Lets walk through few example configurations:

Example 1: Consider a simple pipeline

Preview entire pipeline. Read from File source and write to the database.

a. 
"appPreviewConfig": {
   "realLookups": ["File"],
   "realExternalWrites": ["DBSink"]
}
 
b. Same can be achieved by
"appPreviewConfig": {
   "endStages": ["DBSink"],
   "realLookups": ["FTP"],
   "realExternalWrites": ["DBSink"]
}

Preview pipeline with test records (in JSON format) instead of reading it from File.

"appPreviewConfig": {
   "endStages": ["DBSink"],
   "realLookups": ["File"],
   "realExternalWrites": ["DBSink"],
   "outputs": {
      "File": {
         "data": [
            {"offset": 1, "body": "100,bob"},
            {"offset": 2, "body": "200,rob"},
            {"offset": 3, "body": "300,tom"}
         ]
      }
   }
}
 
Above pipeline uses test records provided in the outputs section instead of reading from the actual Files.

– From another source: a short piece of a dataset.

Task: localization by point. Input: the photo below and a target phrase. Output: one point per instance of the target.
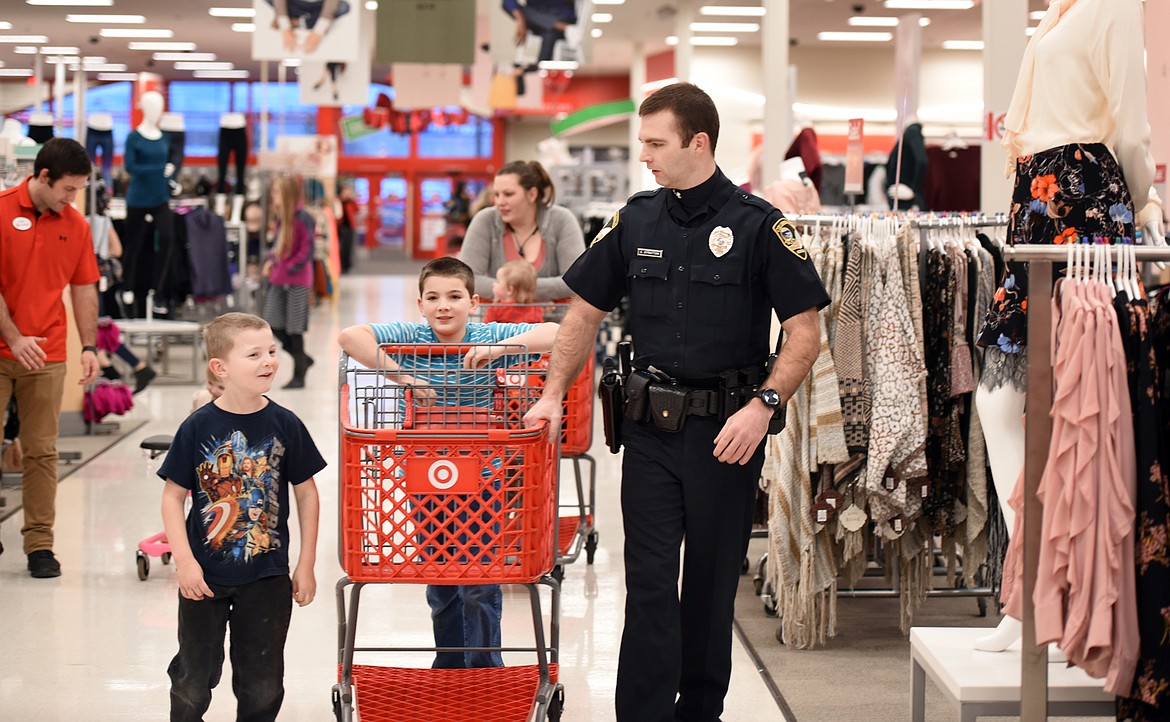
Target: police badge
(721, 241)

Preview pipeline without writing to the Database.

"appPreviewConfig": {
   "endStages": ["DBSink"],
   "realLookups": ["File"],
   "outputs": {
      "File": {
         "data": [
            {"offset": 1, "body": "100,bob"},
            {"offset": 2, "body": "200,rob"},
            {"offset": 3, "body": "300,tom"}
         ]
      }
   }
}
 
Since the realExternalWrites is not provided, app will be reconfigured to write to /dev/null

Preview single stage CSVParser

"appPreviewConfig": {
   "endStages": ["CSVParser"], // Note that endStages is updated to CSVParser to just preview the single stage.
   "realLookups": ["File"],
   "outputs": {
      "File": {
         "data": [
            {"offset": 1, "body": "100,bob"},
            {"offset": 2, "body": "200,rob"},
            {"offset": 3, "body": "300,tom"}
         ]
      }
   }
}

Example 2: Consider another LogsAggregateDatapipeline

Preview entire pipeline

"appPreviewConfig": {
   "endStages": ["Raw Logs", "Aggregated Result"], // Optional
   "realLookups": ["S3 Source"]
}
 
Note that since Raw Logs and Aggregated Results are stored in the CDAP datasets, they will be in PREVIEW space and will not be visible in the REAL space.

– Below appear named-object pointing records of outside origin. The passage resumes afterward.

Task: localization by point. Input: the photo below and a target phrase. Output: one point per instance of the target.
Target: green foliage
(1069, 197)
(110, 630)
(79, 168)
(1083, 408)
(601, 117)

Preview single stage Group By Aggregator -

"appPreviewConfig": {
   "endStages": ["Group By Aggregator"],
   "realLookups": ["S3 Source"],
   "outputs": {
      "Log Parser": {
         "data" : [
            {
               "uri":"/ajax/planStatusHistoryNeighbouringSummaries.action?planKey=COOP-DBT&buildNumber=284&_=1423341312519",
               "ip": "69.181.160.120",
               "browser": "Mozilla",
               "device": "AppleWebKit",
               "httpStatus": 200, 
               "ts": 123456789
            },
            {
               "uri":"/rest/api/latest/server?_=1423341312520",
               "ip": "69.181.160.120",
               "browser": "Mozilla",
               "device": "AppleWebKit",
               "httpStatus": 200, 
               "ts": 1423346540
            },
            {
               "uri":"/ajax/planStatusHistoryNeighbouringSummaries.action?planKey=COOP-DBT&buildNumber=284&_=1423341312527",
               "ip": "69.181.160.120",
               "browser": "Mozilla",
               "device": "AppleWebKit",
               "httpStatus": 200, 
               "ts": 1423341312
            }
         ] 
      }
   }
}

Previewing section of the pipeline S3 Source -> Raw Logs

"appPreviewConfig": {
   "endStages": ["Raw Logs"],
   "realLookups": ["S3 Source"]
}
 
Note that S3 Source -> Log Parser -> Group By Aggregator -> Aggregated Result section of the pipeline will not get executed.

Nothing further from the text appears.